PEP 3107 and stronger typing (note: probably a newbie question)

Donn Cave donn at u.washington.edu
Thu Jul 5 15:24:37 EDT 2007


In article <1183575597.272150.152200 at w5g2000hsg.googlegroups.com>,
 Paul Boddie <paul at boddie.org.uk> wrote:

> However, it's interesting to consider the work that sometimes needs to
> go in to specify data structures in some languages - thinking of ML
> and friends, as opposed to Java and friends. The campaign for optional
> static typing in Python rapidly became bogged down in this matter,
> fearing that any resulting specification for type information might
> not be the right combination of flexible and powerful to fit in with
> the rest of the language, and that's how we really ended up with PEP
> 3107: make the semantics vague and pretend it has nothing to do with
> types, thus avoiding the issue completely.

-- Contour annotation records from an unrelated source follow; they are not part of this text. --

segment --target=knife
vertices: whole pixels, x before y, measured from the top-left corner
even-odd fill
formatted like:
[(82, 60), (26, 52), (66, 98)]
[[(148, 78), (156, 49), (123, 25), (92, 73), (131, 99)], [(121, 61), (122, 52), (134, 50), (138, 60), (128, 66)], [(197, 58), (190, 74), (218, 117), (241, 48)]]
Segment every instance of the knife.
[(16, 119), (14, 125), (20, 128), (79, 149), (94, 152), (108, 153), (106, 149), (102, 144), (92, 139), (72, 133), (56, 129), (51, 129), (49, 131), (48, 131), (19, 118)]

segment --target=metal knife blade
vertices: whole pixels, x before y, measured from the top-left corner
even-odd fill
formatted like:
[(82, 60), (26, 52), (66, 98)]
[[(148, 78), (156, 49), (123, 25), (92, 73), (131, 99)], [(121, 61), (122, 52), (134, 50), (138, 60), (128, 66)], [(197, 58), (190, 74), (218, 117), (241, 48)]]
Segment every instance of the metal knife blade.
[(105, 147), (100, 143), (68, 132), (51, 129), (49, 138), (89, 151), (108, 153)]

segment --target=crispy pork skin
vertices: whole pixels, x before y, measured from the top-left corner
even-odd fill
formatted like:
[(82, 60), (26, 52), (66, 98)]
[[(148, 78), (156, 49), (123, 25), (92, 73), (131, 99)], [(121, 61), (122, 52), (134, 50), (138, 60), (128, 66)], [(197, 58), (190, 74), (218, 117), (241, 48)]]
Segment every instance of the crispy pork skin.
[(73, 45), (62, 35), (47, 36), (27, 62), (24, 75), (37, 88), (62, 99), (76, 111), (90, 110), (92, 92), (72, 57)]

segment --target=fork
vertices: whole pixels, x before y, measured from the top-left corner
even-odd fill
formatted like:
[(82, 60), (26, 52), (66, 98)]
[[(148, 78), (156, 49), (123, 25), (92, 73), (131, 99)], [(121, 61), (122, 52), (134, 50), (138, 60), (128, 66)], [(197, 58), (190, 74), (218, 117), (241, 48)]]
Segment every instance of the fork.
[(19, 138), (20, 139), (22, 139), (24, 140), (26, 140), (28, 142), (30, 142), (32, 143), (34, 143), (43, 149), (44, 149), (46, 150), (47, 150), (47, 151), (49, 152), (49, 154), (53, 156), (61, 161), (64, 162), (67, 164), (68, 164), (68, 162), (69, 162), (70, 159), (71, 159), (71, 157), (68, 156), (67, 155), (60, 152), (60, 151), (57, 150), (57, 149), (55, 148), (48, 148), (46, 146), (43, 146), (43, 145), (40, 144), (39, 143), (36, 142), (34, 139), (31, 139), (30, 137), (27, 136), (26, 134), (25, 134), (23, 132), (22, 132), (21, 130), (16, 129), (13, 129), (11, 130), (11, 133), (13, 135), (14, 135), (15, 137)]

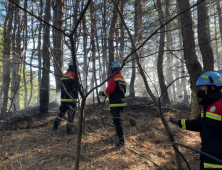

I missed the campaign for optional static typing, must have been
waged in the developer list.  Unless it was not much more than
some on-line musings from GvR a year or two ago.  I don't see
how it could ever get anywhere without offending a lot of the
Python crowd, however well designed, so I can see why someone
might try to sneak it past by pretending it has nothing to do
with types.  But he didn't -- look at the examples, I think he
rather overstates the potential for static typing applications.